The Hudson River Greenway is the most heavily used bike path in the United States, carrying roughly one-seventh of all cyclists entering Manhattan below 50th Street. In Upper Manhattan, where there are fewer bike lanes and much less on-street protection for cyclists than further south, it is truly the backbone of the bike network.
Despite the greenway’s centrality to the city’s bike network, a ten-block stretch of the path between 135th and 145th Streets has been closed for a week, with scarce effort to provide an alternative route for cyclists and other park users.
Last Wednesday, a fire at the North River Wastewater Treatment Plant forced that plant offline, sending untreated sewage from Manhattan’s entire West Side directly into the Hudson. As part of its round-the-clock repairs, the city Department of Environmental Protection closed the greenway where it runs in front of the plant. A DEP spokesperson said that the greenway was closed to allow for emergency responder access, but would not elaborate further.

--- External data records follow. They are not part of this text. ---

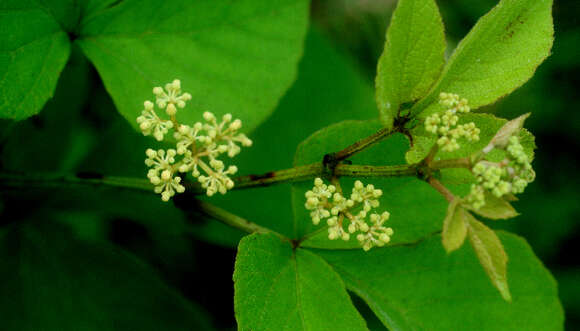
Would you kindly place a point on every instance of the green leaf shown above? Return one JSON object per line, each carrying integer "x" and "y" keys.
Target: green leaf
{"x": 420, "y": 287}
{"x": 57, "y": 139}
{"x": 399, "y": 193}
{"x": 233, "y": 57}
{"x": 278, "y": 288}
{"x": 489, "y": 126}
{"x": 490, "y": 253}
{"x": 52, "y": 281}
{"x": 512, "y": 127}
{"x": 33, "y": 52}
{"x": 499, "y": 54}
{"x": 412, "y": 58}
{"x": 495, "y": 208}
{"x": 454, "y": 228}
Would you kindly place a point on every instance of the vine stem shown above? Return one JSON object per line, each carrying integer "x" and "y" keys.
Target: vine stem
{"x": 464, "y": 162}
{"x": 436, "y": 184}
{"x": 299, "y": 173}
{"x": 360, "y": 145}
{"x": 230, "y": 219}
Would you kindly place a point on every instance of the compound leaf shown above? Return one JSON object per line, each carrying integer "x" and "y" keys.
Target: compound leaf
{"x": 237, "y": 57}
{"x": 278, "y": 288}
{"x": 33, "y": 51}
{"x": 420, "y": 287}
{"x": 412, "y": 58}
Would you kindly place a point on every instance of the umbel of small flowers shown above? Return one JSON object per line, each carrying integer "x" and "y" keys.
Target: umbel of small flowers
{"x": 198, "y": 147}
{"x": 325, "y": 202}
{"x": 445, "y": 126}
{"x": 510, "y": 176}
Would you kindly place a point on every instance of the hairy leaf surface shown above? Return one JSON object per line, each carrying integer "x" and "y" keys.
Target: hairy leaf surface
{"x": 412, "y": 58}
{"x": 33, "y": 51}
{"x": 278, "y": 288}
{"x": 420, "y": 287}
{"x": 233, "y": 57}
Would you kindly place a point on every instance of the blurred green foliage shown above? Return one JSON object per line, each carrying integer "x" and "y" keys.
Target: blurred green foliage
{"x": 79, "y": 130}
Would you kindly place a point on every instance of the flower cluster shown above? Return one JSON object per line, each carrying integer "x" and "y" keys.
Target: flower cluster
{"x": 198, "y": 146}
{"x": 326, "y": 202}
{"x": 510, "y": 176}
{"x": 445, "y": 125}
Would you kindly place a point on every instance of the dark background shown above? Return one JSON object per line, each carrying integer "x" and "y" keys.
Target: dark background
{"x": 78, "y": 140}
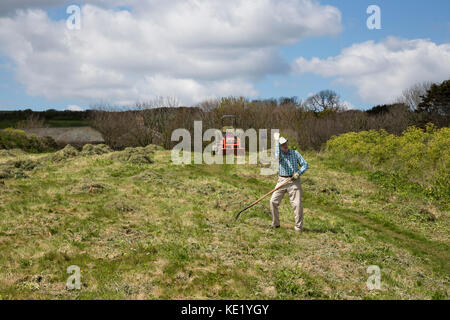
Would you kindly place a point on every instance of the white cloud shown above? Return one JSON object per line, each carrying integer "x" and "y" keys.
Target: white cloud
{"x": 191, "y": 49}
{"x": 381, "y": 71}
{"x": 74, "y": 108}
{"x": 348, "y": 105}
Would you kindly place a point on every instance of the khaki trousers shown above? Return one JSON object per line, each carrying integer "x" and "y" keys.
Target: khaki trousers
{"x": 294, "y": 189}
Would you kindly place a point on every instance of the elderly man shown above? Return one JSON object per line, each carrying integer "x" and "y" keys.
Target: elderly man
{"x": 289, "y": 160}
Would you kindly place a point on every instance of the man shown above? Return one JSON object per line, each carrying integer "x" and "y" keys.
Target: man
{"x": 289, "y": 160}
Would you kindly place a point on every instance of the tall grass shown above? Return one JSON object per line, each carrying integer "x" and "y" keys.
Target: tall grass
{"x": 17, "y": 139}
{"x": 418, "y": 156}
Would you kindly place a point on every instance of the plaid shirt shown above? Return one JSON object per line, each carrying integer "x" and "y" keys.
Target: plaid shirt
{"x": 288, "y": 163}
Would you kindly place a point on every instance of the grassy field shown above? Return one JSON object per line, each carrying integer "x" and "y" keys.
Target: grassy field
{"x": 51, "y": 123}
{"x": 158, "y": 231}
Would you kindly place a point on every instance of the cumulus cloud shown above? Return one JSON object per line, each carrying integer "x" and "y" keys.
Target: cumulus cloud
{"x": 381, "y": 71}
{"x": 189, "y": 49}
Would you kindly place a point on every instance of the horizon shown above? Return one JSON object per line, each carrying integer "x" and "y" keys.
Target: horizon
{"x": 126, "y": 51}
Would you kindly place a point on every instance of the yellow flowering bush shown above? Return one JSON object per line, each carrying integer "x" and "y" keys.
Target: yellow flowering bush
{"x": 421, "y": 156}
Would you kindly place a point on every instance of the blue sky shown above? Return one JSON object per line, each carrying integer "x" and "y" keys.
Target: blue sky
{"x": 403, "y": 19}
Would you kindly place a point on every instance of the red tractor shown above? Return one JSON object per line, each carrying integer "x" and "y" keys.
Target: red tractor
{"x": 230, "y": 142}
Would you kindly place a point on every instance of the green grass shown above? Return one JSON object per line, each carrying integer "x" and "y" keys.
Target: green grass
{"x": 161, "y": 231}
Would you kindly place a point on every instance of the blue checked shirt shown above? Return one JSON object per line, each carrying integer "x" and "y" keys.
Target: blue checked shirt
{"x": 288, "y": 163}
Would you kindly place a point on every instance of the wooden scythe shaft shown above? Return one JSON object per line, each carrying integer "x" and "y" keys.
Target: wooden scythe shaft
{"x": 263, "y": 197}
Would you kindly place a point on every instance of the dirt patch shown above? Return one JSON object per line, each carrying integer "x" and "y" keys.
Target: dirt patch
{"x": 70, "y": 135}
{"x": 89, "y": 187}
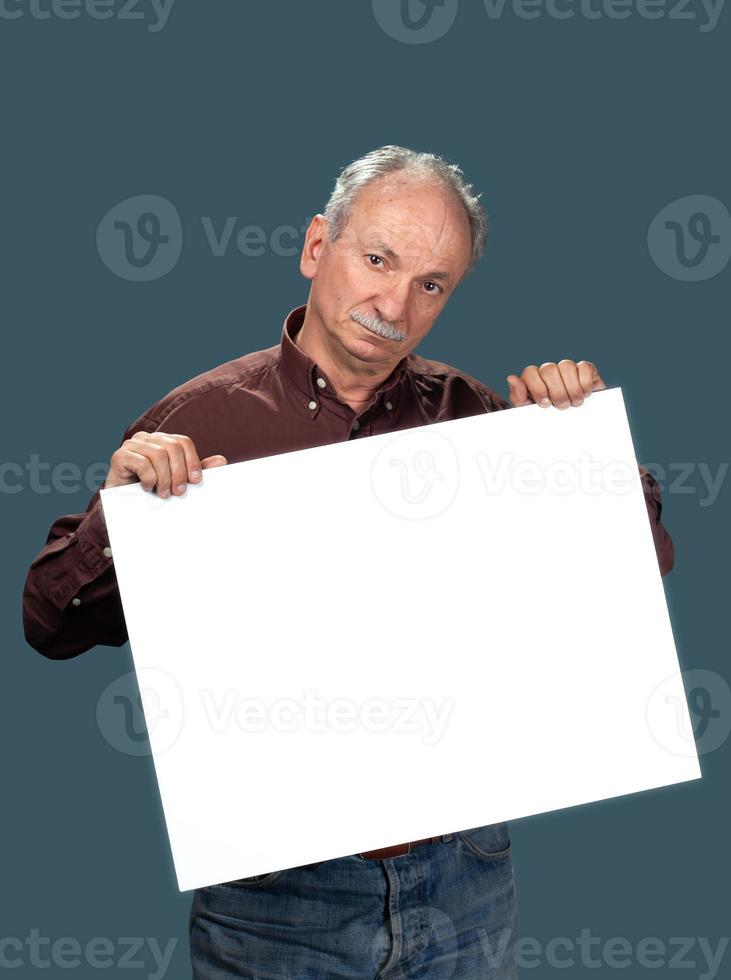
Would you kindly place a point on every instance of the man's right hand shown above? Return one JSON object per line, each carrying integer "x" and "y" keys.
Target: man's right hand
{"x": 159, "y": 461}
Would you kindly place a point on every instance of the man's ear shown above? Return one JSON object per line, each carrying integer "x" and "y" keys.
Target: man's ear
{"x": 315, "y": 238}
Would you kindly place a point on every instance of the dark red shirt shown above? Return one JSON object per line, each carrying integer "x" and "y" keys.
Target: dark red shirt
{"x": 271, "y": 401}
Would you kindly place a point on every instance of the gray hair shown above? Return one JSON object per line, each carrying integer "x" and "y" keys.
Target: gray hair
{"x": 391, "y": 159}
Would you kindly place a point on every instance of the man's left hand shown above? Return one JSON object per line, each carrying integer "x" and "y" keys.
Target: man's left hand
{"x": 564, "y": 384}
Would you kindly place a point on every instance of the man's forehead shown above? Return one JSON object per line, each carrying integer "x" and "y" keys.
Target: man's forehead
{"x": 411, "y": 241}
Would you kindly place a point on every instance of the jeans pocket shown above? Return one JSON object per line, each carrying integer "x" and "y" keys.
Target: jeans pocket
{"x": 255, "y": 881}
{"x": 490, "y": 842}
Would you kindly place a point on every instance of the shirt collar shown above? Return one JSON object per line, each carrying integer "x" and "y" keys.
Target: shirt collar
{"x": 303, "y": 372}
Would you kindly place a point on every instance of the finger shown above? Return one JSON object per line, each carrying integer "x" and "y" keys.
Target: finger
{"x": 211, "y": 461}
{"x": 190, "y": 455}
{"x": 177, "y": 465}
{"x": 129, "y": 463}
{"x": 556, "y": 388}
{"x": 537, "y": 390}
{"x": 570, "y": 377}
{"x": 158, "y": 456}
{"x": 590, "y": 377}
{"x": 585, "y": 371}
{"x": 518, "y": 391}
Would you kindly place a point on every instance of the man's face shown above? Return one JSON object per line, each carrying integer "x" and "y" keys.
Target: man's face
{"x": 377, "y": 291}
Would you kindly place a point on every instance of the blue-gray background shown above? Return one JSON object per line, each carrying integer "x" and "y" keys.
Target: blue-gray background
{"x": 578, "y": 132}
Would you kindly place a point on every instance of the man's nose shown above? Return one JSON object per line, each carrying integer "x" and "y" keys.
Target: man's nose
{"x": 392, "y": 302}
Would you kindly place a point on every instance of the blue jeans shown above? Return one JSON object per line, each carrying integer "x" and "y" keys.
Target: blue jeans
{"x": 445, "y": 911}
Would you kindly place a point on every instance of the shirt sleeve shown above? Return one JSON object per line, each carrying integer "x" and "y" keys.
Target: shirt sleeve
{"x": 71, "y": 598}
{"x": 664, "y": 547}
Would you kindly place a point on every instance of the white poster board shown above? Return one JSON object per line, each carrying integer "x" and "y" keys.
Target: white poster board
{"x": 399, "y": 636}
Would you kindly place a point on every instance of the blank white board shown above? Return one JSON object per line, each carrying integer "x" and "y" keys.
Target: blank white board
{"x": 399, "y": 636}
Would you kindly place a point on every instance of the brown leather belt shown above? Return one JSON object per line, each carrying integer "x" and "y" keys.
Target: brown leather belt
{"x": 396, "y": 850}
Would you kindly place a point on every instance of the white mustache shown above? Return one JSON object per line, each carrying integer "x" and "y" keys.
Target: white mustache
{"x": 380, "y": 327}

The plant is separated from the street grid by both train tracks and the West Side Highway, so it’s not implausible that the greenway space is needed for vehicle access or staging. I did not, however, see any vehicles, emergency or otherwise, on that stretch of the greenway this morning. Since the area in front of the wastewater plant was restricted, it was difficult to get a good view of the entire closed-off greenway segment and what it’s being used for.
As I learned when I rode my bike up to the area to investigate, the closure forces cyclists heading north or south on the greenway into a confusing, time-consuming, and potentially dangerous detour without any sort of signage or guidance.